Coss and Pelt met when Coss was 25 or 26 years old and had been doing a lot of sitting in at New York clubs like Smalls, Fat Cat, and Smoke. Bassist Andrew Klein suggested her as a substitute on tenor for Pelt’s quintet. “I showed up at [the uptown club] Smoke after his gig, and we hung out. They were playing Hank Mobley on the sound system and he asked if I knew who it was. He had a gig at an elementary school soon after playing music by Dizzy Gillespie, and it went well.” Coss notes, however, that even that positive experience was affected by her gender. “People questioned Jeremy’s motives. This was ridiculous, but people weren’t listening with their ears. Despite and because all of that, hiring me was a heroic thing for him to do—it wasn’t easy for him.”

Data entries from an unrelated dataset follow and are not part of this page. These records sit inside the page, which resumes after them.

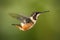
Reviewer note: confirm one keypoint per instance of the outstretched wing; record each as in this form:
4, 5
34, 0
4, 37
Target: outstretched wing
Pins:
19, 17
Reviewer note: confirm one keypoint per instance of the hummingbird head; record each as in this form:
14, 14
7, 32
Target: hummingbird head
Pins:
35, 15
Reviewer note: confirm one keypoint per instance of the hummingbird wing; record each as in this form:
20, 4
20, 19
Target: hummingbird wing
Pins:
19, 17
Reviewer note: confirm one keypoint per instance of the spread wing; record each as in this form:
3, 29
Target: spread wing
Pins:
19, 17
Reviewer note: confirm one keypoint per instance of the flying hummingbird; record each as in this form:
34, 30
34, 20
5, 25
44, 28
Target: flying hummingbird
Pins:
26, 22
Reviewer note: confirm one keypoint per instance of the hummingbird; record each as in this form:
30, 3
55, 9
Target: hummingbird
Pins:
27, 23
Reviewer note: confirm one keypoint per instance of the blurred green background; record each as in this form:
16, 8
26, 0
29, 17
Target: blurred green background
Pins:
46, 28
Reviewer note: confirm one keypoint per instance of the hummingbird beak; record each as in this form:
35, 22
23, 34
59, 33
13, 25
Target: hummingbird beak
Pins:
44, 11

Today, Coss is recording on Posi-Tone Records where she works with producer Marc Free, another important collaborator. “This is my first time working with a producer, and you have to get used to that. Marc knew my deal going into it, and I knew Marc’s deal.” Coss approached Posi-Tone with her 2016 album
Restless Idealism. He liked it but suggested they work together on her next one. “He heard my stuff, all originals, and he knew my goals and sound. Chasing the Unicorn was the first one we did together. There was an extensive getting-to-know-you period, and that helps you when you’re making the music later.”
For
Chasing the Unicorn, Coss says, Free suggested that one way to approach a first record on Posi-Tone would be to have a framing tune and a transition tune. “So I did ‘Shade of Jade’ [by Joe Henderson] and “Oh, Darling” [by the Beatles]. That was sort of a guide from Marc, but I liked that idea.”
Although Free has also suggested that keeping the solos brief will help get Coss’s recordings on jazz radio, the music remains her creation. “I didn’t really change anything in terms of my composing process, but there is some work in rehearsal, recording, and post-production that reflects Marc’s input. And, yes, radio stations are playing it. I hear from people who know me from radio and who are buying the CD because of it.” Coss’s music could be called “mainstream” in 2018—it’s not the New Jazz of complex, shifting time signatures or non-traditional structures, but it doesn’t lean toward the “smooth”, either.
“I’m just taking steps forward,” Coss says. “I’m trying to represent my music as best I can. I’m 31, and there’s a sense that I’m not a kid any more. I’ll turn down a gig because it’s not my thing or I don’t enjoy playing with certain people. I have more freedom to choose. Then naturally you get closer to who you really are as a individual.”
“On the one hand,” Coss observes, “the scene is small compared to the world we live in. But on the other hand there are so many things going on. And you can participate in different things. I’ll play five gigs in a week that are in five different worlds. You learn different things. But you only have so much time.”
For someone who founded a wide-reaching community organizing group at the same time that she was recording a new, striking batch of music, it is obvious that time is limited. Roxy Coss, however, seems to be making the most of hers.